The first class, for adults only, was held in mid-September, Boone said, and was
judged an overwhelming success by students and staff.
So favorable was the response that Boone mentioned the new class in her presentation
at the annual convention of the National Federation of the Blind of Michigan in November.
That's when she learned her boss was not happy, Boone said.
After Boone's presentation, Cannon telephoned her at home that same day and ordered
her to cancel the class. He told her to meet with him in Lansing the next morning
and to bring the guns with her.
She suspended the class and reported to her meeting with Cannon, she said, but did
not bring the pellet guns with her for fear they might be mistaken for real weapons
at his office building in Lansing.
She said Cannon was furious she had not brought the guns with her. He insisted he
had confirmed the guns did qualify as firearms under state rules, and arranged to
have another staff person bring the weapons to him later that week. He told Boone
they would be destroyed.
A follow-up e-mail to Boone from Cannon said they would discuss the matter more after
he returned from a business trip.
But a week after meeting with Cannon, Boone was placed on emergency medical leave
when a congenital problem with her leg and foot flared up and required treatment
at the Mayo Clinic in Minnesota. Doctors there ordered her not to work.
On Dec. 30, while still on medical leave, she was told to attend a meeting with Cannon
and her department's director of human relations.

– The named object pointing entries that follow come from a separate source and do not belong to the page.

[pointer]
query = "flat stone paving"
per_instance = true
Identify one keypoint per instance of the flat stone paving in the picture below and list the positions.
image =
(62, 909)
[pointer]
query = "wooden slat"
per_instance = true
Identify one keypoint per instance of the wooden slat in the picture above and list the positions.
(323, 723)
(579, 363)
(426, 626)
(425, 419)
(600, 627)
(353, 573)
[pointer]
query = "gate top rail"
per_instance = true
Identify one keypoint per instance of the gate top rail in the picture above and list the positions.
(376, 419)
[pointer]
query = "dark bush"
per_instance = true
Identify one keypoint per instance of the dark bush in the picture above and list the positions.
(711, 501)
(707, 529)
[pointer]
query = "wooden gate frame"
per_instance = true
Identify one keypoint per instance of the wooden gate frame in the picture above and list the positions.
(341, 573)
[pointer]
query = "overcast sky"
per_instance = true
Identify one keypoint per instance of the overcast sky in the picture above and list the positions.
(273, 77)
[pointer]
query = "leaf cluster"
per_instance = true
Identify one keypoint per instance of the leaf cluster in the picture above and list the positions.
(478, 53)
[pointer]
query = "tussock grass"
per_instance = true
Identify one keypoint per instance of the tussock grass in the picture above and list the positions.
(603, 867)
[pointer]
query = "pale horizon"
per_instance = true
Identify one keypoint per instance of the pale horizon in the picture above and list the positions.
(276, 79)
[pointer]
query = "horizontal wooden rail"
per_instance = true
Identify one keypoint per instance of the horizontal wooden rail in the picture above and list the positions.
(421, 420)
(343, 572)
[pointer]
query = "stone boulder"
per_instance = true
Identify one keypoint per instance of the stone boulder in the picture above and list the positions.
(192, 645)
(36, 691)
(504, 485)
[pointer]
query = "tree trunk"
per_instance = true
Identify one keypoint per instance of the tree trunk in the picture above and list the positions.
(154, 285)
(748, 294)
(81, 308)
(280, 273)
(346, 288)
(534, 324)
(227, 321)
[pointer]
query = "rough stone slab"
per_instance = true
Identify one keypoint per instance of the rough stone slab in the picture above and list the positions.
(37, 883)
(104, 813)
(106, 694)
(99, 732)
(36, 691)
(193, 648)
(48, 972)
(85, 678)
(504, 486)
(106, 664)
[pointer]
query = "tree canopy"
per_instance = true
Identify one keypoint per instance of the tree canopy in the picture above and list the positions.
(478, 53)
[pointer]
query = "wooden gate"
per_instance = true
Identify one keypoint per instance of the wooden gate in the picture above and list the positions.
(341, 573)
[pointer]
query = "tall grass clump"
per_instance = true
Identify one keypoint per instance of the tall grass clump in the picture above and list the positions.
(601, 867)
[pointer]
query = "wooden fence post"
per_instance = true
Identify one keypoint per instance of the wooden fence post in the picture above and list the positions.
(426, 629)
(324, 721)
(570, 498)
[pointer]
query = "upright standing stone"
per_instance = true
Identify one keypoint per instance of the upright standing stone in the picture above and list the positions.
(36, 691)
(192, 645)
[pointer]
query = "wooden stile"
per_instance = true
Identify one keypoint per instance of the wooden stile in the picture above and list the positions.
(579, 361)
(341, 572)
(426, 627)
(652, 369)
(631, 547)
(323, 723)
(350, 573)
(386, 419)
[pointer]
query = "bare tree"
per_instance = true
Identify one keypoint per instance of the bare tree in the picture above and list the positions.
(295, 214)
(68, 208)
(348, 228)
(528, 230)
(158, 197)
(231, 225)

She said she brought documentation that the pellet guns used did not meet the Civil
Service Workplace Safety definition of a firearm as "a weapon from which a dangerous
projectile may be expelled by explosive, gas or air." The guns purchased were spring-loaded.
But she was never allowed to present her full case, said Boone, who has 30 years
of work in rehabilitation services and a law degree.
Boone said the work-safety rule she was accused of breaking lists numerous exceptions
to permit use of firearms, including getting permission from the proper authority.
When Boone insisted Cannon had given permission for the class, she said he acknowledged
remembering the conversation but he thought the class would be conducted off campus.
When she asked why that was not considered in her defense, Boone said she was told
by the director of human relations "that Mr. Cannon did not know what he was approving."
Morrow said civil service disciplinary action in Boone's case could have included
a warning or written reprimand. But she was fired by Cannon, Morrow said, because
Boone's judgment "weighed heavily, as well as losing the confidence of her supervisors."
Boone's supporters remain angry.
"This is as close to corruption as I've ever seen," said Larry Posont, president
of the National Federation of the Blind of Michigan, who organized a rally in Lansing
to protest Boone's dismissal. "When someone has the power Pat Cannon has, it's wrong.
Anybody who stands up to him, gets fired."